How much GPU VRAM needed for finetuning?

#8
by nlpdev3 - opened

I saw the source code provided instruction for training the model. What's the size of VRAM needed for finetuning with customized data?

NLP Group of The University of Hong Kong org

Hi, Thanks a lot for your interest in the INSTRUCTOR model!

We perform all the training on GPUs with 48GB memory. It is possible for the smaller models to require less memory.

Feel free to add any further questions or comments!

Thanks for reply. @multi-train is it necessary to have one GPU with at least 48GB or fine with multi-devices(total VRAM > 48GB).

NLP Group of The University of Hong Kong org

Hi, it is possible to finetune a smaller model on GPU with less memory, e.g., 42GB. In addition, you may adjust the batch size, maximum sequence length to save the memory. With multiple devices, you may try to parallelize the training process.

Feel free to add any further questions or comments!

Got the training working by fintuning instructor-large.
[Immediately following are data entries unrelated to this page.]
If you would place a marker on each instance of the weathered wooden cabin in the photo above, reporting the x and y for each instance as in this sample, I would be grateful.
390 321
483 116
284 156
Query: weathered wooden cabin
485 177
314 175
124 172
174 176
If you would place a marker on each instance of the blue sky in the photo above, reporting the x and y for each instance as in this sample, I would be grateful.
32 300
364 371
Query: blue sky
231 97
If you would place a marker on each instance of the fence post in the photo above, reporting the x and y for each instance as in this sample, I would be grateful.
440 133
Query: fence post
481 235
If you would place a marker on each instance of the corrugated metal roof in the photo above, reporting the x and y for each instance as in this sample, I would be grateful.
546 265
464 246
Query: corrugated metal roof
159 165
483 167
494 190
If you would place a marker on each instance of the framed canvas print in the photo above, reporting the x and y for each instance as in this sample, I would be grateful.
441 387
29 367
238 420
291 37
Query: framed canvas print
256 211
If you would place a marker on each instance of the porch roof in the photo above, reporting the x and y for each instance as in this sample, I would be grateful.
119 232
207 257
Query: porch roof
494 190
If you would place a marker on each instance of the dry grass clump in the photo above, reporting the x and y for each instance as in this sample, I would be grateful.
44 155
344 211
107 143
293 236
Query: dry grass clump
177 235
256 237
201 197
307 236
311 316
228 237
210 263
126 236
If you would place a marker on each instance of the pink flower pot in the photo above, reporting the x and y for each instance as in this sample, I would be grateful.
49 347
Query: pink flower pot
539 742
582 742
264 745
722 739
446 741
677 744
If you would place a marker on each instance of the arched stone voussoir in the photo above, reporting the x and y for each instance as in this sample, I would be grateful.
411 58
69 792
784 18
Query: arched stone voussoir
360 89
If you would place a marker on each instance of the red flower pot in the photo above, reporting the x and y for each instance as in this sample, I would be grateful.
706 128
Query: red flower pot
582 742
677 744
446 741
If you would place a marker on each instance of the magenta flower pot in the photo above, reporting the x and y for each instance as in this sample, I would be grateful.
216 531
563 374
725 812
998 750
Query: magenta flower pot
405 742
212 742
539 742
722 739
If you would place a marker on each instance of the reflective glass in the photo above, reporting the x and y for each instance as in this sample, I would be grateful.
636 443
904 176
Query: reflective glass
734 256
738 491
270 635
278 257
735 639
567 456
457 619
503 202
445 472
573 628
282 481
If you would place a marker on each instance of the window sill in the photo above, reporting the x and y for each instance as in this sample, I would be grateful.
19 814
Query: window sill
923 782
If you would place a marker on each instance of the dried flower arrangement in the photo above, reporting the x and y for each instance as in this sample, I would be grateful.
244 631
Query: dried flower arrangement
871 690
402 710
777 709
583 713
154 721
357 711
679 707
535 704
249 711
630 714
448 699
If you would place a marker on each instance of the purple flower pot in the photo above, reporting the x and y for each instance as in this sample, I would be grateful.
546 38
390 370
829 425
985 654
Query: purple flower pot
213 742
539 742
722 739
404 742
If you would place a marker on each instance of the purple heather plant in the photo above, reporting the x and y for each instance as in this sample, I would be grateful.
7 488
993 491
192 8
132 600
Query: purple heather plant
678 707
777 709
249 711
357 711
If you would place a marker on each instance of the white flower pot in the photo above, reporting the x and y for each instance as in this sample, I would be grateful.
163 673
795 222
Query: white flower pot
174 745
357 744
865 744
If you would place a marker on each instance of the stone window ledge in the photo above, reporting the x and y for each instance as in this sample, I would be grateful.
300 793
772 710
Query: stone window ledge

When I load the local trained model I got this:

  • This IS expected if you are initializing T5EncoderModel from the checkpoint of a model trained on another task or with another architecture (e.g. initializing a BertForSequenceClassification model from a BertForPreTraining model).
  • This IS NOT expected if you are initializing T5EncoderModel from the checkpoint of a model that you expect to be exactly identical (initializing a BertForSequenceClassification model from a BertForSequenceClassification model).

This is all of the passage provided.